One in four people has fatty liver disease without knowing it – and this condition can be asymptomatic for fifteen to thirty years. Evido’s algorithm-based solution can detect advanced fatty liver disease with 87% accuracy based on a series of standard blood samples that are already widely used in primary care today. 

Dermloop

Dermloop – Herlev and Gentofte University Hospital

Dermloop offers AI-augmented training, clinical feedback, and management of skin lesions suspicious for cancer. With approximately 400,000 skin-related referrals in Denmark each year, this improved diagnostic flow stands to significantly reduce societal costs while ensuring that almost all skin cancers are diagnosed and treated with minimal delay.  

Real-Time Surgical Data

Real-Time Surgical Data – Rigshospitalet

An upwards of 15% of surgical or injured patients experience avoidable complications, such as infections, thrombosis events or organ failure.
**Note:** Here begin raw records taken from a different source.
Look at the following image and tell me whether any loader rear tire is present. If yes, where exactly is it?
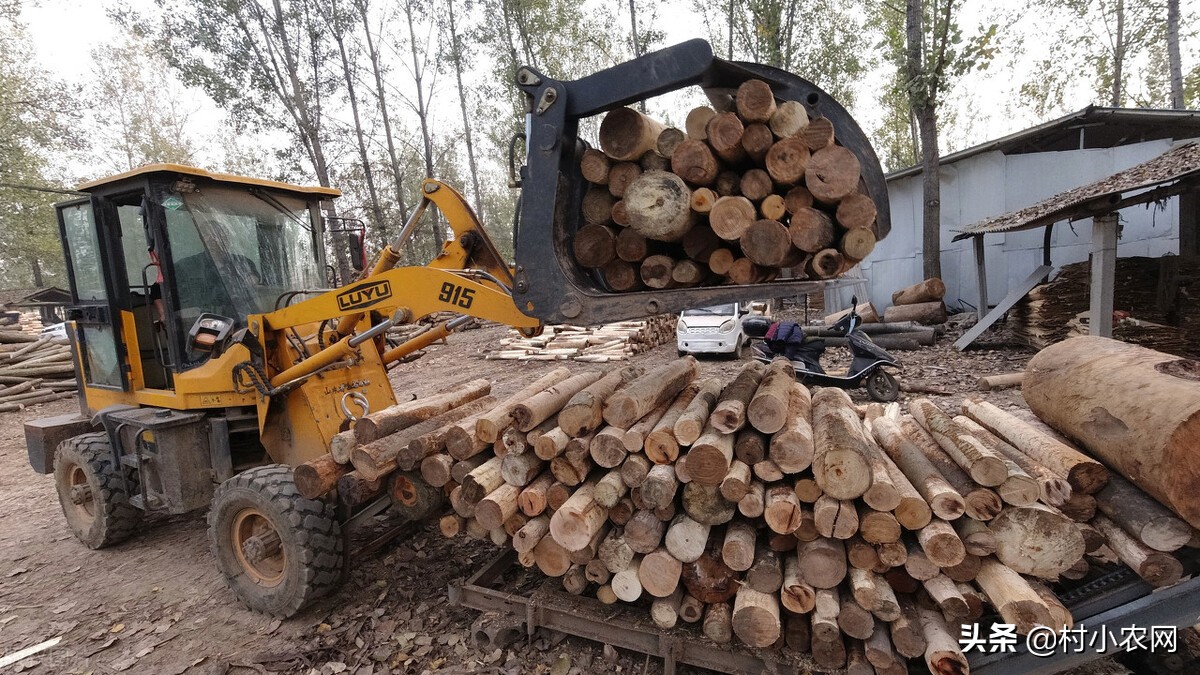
[54,431,143,549]
[209,464,342,619]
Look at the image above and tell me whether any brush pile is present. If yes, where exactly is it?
[0,316,77,412]
[296,358,1192,673]
[484,315,677,363]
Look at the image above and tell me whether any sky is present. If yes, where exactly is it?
[11,0,1187,181]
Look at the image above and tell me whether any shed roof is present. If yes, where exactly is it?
[884,106,1200,180]
[954,142,1200,241]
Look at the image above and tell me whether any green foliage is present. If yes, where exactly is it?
[89,40,197,173]
[0,18,79,287]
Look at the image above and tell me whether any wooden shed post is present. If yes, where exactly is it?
[971,234,988,319]
[1088,214,1117,338]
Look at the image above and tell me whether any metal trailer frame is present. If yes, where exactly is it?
[449,550,1200,675]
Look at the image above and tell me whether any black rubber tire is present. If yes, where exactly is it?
[54,431,143,549]
[209,464,342,619]
[866,368,900,404]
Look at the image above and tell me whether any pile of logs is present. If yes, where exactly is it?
[1007,256,1200,357]
[296,357,1193,673]
[883,276,946,325]
[0,321,77,412]
[484,315,678,363]
[571,79,878,291]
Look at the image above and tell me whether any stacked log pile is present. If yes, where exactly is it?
[298,358,1192,673]
[0,317,77,412]
[484,315,678,363]
[1007,256,1200,358]
[883,276,946,325]
[571,79,878,292]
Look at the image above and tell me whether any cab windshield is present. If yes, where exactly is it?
[162,186,323,331]
[683,305,733,316]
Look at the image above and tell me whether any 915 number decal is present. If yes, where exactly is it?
[438,281,475,310]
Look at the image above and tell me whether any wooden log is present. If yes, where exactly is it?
[703,602,733,645]
[836,192,883,233]
[763,138,811,183]
[806,144,862,204]
[892,276,946,305]
[671,138,721,185]
[1022,336,1200,506]
[704,113,745,165]
[337,471,381,507]
[962,399,1109,495]
[1092,515,1183,587]
[1096,476,1192,552]
[472,368,571,441]
[708,196,758,241]
[510,370,602,431]
[838,227,876,261]
[738,169,775,200]
[788,207,835,253]
[350,396,496,479]
[637,546,683,598]
[871,418,966,520]
[623,171,695,241]
[683,542,742,603]
[812,587,841,643]
[600,108,664,162]
[797,537,846,589]
[683,483,737,525]
[720,459,752,502]
[812,388,871,500]
[883,300,947,325]
[664,513,710,562]
[475,484,521,530]
[580,148,612,185]
[974,556,1054,635]
[604,357,697,429]
[292,454,353,500]
[638,464,679,508]
[672,377,721,446]
[550,482,608,551]
[901,418,1003,520]
[738,480,767,518]
[917,608,971,675]
[733,586,782,647]
[908,399,1008,488]
[353,378,492,443]
[721,520,758,572]
[742,123,775,164]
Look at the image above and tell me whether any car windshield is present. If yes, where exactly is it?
[683,305,733,316]
[162,186,324,330]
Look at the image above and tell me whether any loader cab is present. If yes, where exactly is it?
[55,165,340,400]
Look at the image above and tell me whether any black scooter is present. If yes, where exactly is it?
[742,298,904,402]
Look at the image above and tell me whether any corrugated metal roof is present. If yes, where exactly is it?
[884,106,1200,180]
[954,142,1200,241]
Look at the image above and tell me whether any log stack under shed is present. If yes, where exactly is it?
[296,348,1193,673]
[571,79,880,291]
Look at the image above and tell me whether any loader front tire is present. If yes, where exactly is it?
[209,464,342,619]
[54,431,143,549]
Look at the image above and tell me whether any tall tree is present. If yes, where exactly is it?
[0,18,82,288]
[131,0,352,282]
[317,0,388,240]
[89,40,197,173]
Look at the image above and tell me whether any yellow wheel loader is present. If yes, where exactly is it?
[25,41,889,616]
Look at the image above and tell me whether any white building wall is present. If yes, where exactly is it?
[859,139,1180,312]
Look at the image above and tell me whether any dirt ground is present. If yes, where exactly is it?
[0,319,1152,675]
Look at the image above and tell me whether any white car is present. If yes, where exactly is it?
[676,303,750,357]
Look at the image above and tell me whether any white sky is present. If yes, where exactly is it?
[14,0,1194,181]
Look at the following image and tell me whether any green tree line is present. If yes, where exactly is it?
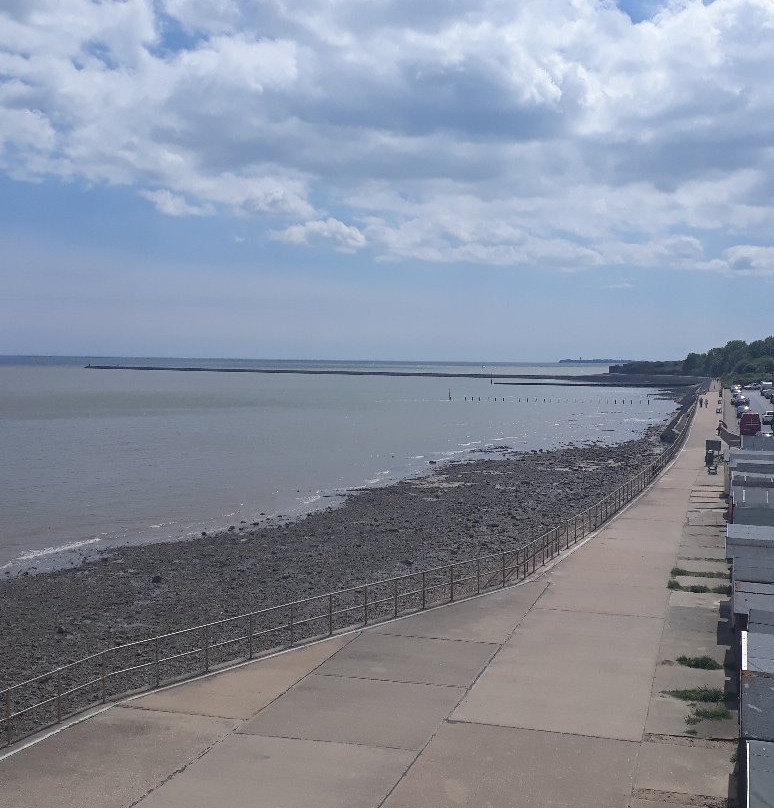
[611,337,774,381]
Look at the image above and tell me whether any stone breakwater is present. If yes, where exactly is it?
[0,430,663,687]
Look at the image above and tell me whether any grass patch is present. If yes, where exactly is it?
[677,656,723,671]
[670,567,728,579]
[665,685,726,704]
[685,704,731,724]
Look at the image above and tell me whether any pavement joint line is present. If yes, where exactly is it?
[538,608,668,620]
[115,691,243,721]
[310,663,472,688]
[642,732,737,751]
[230,732,419,756]
[446,718,642,746]
[632,788,733,808]
[366,628,513,645]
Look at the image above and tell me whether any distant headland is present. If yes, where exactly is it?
[559,359,634,365]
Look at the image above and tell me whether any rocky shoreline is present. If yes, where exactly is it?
[0,429,663,687]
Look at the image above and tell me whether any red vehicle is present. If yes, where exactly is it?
[739,412,761,435]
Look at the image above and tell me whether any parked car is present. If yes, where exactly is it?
[739,412,774,435]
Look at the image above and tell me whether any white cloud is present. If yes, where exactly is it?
[273,218,366,252]
[0,0,774,272]
[140,190,212,216]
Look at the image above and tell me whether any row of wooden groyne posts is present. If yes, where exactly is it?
[0,405,695,746]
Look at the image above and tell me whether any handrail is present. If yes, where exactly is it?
[0,404,695,746]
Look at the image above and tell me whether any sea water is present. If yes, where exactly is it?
[0,357,675,574]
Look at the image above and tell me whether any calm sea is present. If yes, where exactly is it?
[0,357,674,574]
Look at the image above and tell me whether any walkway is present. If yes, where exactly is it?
[0,388,736,808]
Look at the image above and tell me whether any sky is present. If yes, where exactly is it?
[0,0,774,361]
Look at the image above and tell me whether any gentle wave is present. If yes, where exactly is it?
[17,538,102,569]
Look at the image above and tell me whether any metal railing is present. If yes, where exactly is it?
[0,400,694,745]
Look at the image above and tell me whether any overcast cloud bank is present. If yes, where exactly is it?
[0,0,774,275]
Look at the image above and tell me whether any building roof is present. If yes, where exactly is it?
[739,671,774,742]
[745,741,774,808]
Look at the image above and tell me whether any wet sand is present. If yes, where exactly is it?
[0,429,663,686]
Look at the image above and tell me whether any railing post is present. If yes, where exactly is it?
[5,688,13,746]
[56,670,62,724]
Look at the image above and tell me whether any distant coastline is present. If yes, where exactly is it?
[559,359,634,365]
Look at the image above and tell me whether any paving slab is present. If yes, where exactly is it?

This project uses AI-enabled analysis of real-time data (e.g. chart notes, lab results, vital-sign registrations) for individual patients to predict 18 different post-surgical complications.

+priokritisk

+priokritisk – Region Hospital Horsens

Clinical deterioration is a frequent and unfortunate occurrence among hospital patients. +priokritisk is software that uses a model based on explainable (xAI) to analyse selected parameters from patients' electronic medical records (EMRs) to predict those who are at risk of developing sepsis.

Mitigate – Rigshospitalet

Acute hospitalisation requires a special effort to involve patients in their own treatment and ensure that they're aware of their disease's progression – or the development of new symptoms requiring attention. This project aims to improve intervention after acute myocardial infarction by introducing home-monitoring and other support for patients who have undergone highly specialised cardiac treatment and who will continue rehabilitation.

Root of the Outbreak

Root of the Outbreak  – Rigshospitalet 

Today, only a very limited subset of antibiotic-resistant bacteria is sequenced. Hence, we only see the tip of the iceberg when it comes to bacterial outbreaks as there is also definite transmission with fully antibiotic-susceptible bacteria. This project aims to change that by sequencing a larger range of bacteria than is done today.